I still think that increasing brain size will take a long time to reach diminishing returns due to its simplicity. Keeping all other properties of a brain equal, a larger brain should be more intelligent.
There is also one other wildly illegal approach which may be viable if you focus on increasing brain size. You might be able to turn a person, perhaps even yourself, into a biological superintelligence. By removing much of a person's skull and immersing the exposed brain in synthetic cerebrospinal fluid, it would be possible to restart brain growth in an adult. You could theoretically increase a person's brain size up to the point where it becomes difficult to sustain via biological or artificial means. With their physical abilities crippled, the victim must be connected to robot bodies and sense organs to interact with the world. I don't recommend this approach and would only subject myself to it if humanity is in a dire situation and I have no other way of gaining the power necessary to extract humanity from it.
Thank you for writing this article! It was extremely informative and I am very pleased to learn about super-SOX. I have been looking for a process which can turn somatic cells into embryonic stem cells due to unusual personal reasons, so by uncovering this technology you have done me a great service. Additionally, I agree that pursing biological superintelligence is a better strategy than pursuing artificial superintelligence. People inherit some of their moral values from their parents, so a superintelligent human has a reasonable probability of being a good person as long as their parents are. Unfortunately, due to selection effects this is not a given.
Have you read the research of Suzana Herculano-Houzel, particularly her paper The Human Brain In Numbers: A Linearly Scaled-Up Primate Brain? This research argues that humans are intelligent for two reasons.
- The primate brain is the only mammalian brain which maintains a nearly constant neuron density as the brain's size increases. For comparison, the neuron density of rodents decreases as brain size increases.

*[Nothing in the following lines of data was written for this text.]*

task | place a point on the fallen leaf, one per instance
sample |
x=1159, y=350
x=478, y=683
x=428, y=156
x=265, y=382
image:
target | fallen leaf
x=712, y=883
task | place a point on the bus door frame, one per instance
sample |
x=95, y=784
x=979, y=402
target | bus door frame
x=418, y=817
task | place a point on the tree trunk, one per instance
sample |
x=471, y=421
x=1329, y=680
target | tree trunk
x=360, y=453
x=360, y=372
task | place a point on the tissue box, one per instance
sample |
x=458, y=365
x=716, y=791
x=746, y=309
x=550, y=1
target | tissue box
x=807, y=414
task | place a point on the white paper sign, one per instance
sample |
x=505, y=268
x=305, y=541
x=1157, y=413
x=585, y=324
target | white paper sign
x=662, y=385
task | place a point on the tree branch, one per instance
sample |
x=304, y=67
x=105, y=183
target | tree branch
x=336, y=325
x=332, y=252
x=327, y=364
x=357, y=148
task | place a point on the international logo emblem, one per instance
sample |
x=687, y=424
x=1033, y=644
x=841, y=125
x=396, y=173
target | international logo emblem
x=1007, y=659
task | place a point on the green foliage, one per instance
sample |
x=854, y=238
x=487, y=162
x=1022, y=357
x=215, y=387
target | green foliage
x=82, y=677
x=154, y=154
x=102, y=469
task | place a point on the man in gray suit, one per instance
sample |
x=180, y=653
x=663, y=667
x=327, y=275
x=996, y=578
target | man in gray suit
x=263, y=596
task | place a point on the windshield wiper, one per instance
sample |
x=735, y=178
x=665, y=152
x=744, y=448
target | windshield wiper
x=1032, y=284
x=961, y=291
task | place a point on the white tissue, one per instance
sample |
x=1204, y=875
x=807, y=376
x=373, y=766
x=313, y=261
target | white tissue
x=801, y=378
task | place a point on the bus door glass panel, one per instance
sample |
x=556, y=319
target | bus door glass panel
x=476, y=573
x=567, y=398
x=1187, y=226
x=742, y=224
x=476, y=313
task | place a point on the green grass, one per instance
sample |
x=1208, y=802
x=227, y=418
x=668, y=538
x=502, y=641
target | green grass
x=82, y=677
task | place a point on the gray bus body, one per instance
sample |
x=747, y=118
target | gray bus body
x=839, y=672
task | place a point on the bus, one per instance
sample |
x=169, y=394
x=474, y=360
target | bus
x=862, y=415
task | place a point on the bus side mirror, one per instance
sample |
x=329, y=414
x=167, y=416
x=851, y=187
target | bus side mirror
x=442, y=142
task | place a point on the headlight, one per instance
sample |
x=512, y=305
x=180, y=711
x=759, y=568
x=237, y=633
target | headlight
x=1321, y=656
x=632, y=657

- A 10 fold increase in the number of primate neurons requires a 11 fold increase in brain volume.
- A 10 fold increase in the number of rodent neurons requires a 35 fold increase in brain volume.
- Humans have the largest primate brain.
I bring this up because I agree with the conclusions presented in Suzana's work, with brain size being directly related to intelligence. I think it is better to select for a trait directly related to intelligence, brain size, than for a trait indirectly related to intelligence, such as IQ.